UPDATE
May 29, 2026 1:30 AM CDT
Hours after Gretchen Whitmer said to count her out for the 2028 presidential race, the Michigan governor walked those comments back, the AP reports. "You know, I never thought I would run for governor, so I guess I should know better than to say any of it. Never say never," Whitmer said later Thursday, during an onstage interview following her annual speech at the Mackinac policy conference, when she was asked about the earlier remarks. "At this juncture, I've got nothing to announce." She added, "I guess I'll smile and say, 'I'm going to stay focused' and leave it at that for now," saying she wanted to "correct the record" after what she'd said earlier in the day, which she painted as simply an answer to her "100th question of the morning about it."
May 28, 2026 10:55 AM CDT
Michigan's Democratic governor is taking her name off one much-watched list. Gov. Gretchen Whitmer said Thursday she will not run for president in 2028, telling Detroit's Fox 2 that while there "will be a robust group of people running for president; I will not be one of them in 2028." Michigan governors are limited to two terms and Whitmer's second term ends this year. "I want to do good work, but I'm also looking forward to taking a little bit of a break and thinking about it, not jumping right into something," she says. Whitmer has high approval ratings in the swing state and she had been seen as one of the likeliest Democratic contenders in 2028, the New York Times reports.

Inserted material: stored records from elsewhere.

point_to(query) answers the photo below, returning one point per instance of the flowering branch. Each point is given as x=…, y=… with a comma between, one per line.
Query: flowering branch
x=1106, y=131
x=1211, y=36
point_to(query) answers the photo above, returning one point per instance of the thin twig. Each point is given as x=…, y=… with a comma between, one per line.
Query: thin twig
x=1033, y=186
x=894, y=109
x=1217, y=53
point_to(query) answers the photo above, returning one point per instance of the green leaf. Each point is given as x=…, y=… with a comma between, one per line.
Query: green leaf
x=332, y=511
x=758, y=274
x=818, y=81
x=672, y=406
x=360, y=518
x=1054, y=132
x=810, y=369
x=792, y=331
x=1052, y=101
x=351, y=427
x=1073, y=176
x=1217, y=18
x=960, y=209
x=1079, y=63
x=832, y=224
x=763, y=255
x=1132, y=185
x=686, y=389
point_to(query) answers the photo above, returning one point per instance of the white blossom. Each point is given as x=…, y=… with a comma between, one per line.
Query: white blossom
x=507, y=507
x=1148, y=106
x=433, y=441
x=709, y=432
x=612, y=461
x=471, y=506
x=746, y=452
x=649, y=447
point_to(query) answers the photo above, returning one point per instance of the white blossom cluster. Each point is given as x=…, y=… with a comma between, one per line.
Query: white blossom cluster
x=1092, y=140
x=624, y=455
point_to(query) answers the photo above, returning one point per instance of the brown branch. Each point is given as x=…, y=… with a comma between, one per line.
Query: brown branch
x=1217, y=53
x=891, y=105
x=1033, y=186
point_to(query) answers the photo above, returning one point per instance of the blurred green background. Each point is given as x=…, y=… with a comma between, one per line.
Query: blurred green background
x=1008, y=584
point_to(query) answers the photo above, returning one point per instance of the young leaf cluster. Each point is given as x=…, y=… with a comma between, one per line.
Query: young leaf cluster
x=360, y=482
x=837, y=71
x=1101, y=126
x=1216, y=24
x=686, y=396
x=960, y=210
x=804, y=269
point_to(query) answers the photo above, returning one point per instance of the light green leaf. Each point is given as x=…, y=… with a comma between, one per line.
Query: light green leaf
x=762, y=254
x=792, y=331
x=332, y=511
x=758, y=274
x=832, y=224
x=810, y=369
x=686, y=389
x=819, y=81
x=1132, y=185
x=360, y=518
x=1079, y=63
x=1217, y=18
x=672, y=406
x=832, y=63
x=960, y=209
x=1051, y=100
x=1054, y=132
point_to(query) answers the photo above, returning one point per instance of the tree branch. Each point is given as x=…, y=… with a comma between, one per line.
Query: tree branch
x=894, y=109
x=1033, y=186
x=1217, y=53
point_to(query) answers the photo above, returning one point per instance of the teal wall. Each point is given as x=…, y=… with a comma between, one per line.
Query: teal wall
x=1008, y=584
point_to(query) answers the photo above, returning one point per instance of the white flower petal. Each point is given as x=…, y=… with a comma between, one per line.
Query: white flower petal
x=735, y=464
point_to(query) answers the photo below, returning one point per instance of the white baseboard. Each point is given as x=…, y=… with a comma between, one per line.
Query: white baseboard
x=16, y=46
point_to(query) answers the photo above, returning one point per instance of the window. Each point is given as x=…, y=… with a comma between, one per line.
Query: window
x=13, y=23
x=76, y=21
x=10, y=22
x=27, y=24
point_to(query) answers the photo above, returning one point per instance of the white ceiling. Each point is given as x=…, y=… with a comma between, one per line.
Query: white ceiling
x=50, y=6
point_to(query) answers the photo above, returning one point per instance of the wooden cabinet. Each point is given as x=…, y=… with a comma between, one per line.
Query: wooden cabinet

She said she's been talking over her future with figures including former Transportation Secretary Pete Buttigieg, former Commerce Secretary Gina Raimondo, and former GOP House Speaker Paul Ryan, and everyone's advice was, "Take a little bit of time," the Detroit News reports. She spoke to Fox 2 on the third day of the Mackinac Policy Conference, attended by potential Democratic presidential candidates including Buttigieg and Sen. Elissa Slotkin. Last month, Whitmer said she would take time before deciding her next move, the AP reports. "I don't know that I'll put my name on the ballot again. I'm just not sure," she said. "But I also am 54 years old. I got a lot of gas in the tank."